Conversione implicita

The effective expansion of ? is a little more complicated than previously indicated:

expression?

funziona allo stesso modo di

match expression {
    Ok(value) => value,
    Err(err)  => return Err(From::from(err)),
}

The From::from call here means we attempt to convert the error type to the type returned by the function. This makes it easy to encapsulate errors into higher-level errors.

Esempio

use std::error::Error;
use std::fmt::{self, Display, Formatter};
use std::fs::File;
use std::io::{self, Read};

#[derive(Debug)]
enum ReadUsernameError {
    IoError(io::Error),
    EmptyUsername(String),
}

impl Error for ReadUsernameError {}

impl Display for ReadUsernameError {
    fn fmt(&self, f: &mut Formatter) -> fmt::Result {
        match self {
            Self::IoError(e) => write!(f, "IO error: {e}"),
            Self::EmptyUsername(path) => write!(f, "Found no username in {path}"),
        }
    }
}

impl From<io::Error> for ReadUsernameError {
    fn from(err: io::Error) -> Self {
        Self::IoError(err)
    }
}

fn read_username(path: &str) -> Result<String, ReadUsernameError> {
    let mut username = String::with_capacity(100);
    File::open(path)?.read_to_string(&mut username)?;
    if username.is_empty() {
        return Err(ReadUsernameError::EmptyUsername(String::from(path)));
    }
    Ok(username)
}

fn main() {
    //fs::write("config.dat", "").unwrap();
    let username = read_username("config.dat");
    println!("username or error: {username:?}");
}
This slide should take about 5 minutes.

The ? operator must return a value compatible with the return type of the function. For Result, it means that the error types have to be compatible. A function that returns Result<T, ErrorOuter> can only use ? on a value of type Result<U, ErrorInner> if ErrorOuter and ErrorInner are the same type or if ErrorOuter implements From<ErrorInner>.

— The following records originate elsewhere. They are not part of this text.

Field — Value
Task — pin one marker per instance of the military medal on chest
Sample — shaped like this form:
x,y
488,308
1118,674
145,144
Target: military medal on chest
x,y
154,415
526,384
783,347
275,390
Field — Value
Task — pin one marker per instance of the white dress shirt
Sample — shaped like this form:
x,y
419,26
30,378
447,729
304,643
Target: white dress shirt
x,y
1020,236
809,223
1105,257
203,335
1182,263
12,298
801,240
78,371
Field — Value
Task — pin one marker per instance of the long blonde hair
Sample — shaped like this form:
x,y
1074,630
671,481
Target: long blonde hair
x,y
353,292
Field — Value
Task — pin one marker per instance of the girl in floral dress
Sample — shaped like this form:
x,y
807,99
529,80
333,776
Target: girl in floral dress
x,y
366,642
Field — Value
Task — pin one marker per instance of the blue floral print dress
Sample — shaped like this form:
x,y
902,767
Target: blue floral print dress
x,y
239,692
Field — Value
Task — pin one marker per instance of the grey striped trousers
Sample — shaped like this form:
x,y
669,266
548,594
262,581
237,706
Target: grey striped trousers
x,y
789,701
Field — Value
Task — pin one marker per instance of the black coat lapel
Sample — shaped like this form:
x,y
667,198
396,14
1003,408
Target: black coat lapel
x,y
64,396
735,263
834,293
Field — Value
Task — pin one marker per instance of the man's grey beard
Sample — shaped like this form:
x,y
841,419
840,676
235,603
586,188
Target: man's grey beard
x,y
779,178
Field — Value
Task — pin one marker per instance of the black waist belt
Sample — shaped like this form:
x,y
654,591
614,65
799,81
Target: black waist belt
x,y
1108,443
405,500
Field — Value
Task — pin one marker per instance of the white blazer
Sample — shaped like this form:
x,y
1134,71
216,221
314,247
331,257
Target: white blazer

A common alternative to a From implementation is Result::map_err, especially when the conversion only happens in one place.

There is no compatibility requirement for Option. A function returning Option<T> can use the ? operator on Option<U> for arbitrary T and U types.

A function that returns Result cannot use ? on Option and vice versa. However, Option::ok_or converts Option to Result whereas Result::ok turns Result into Option.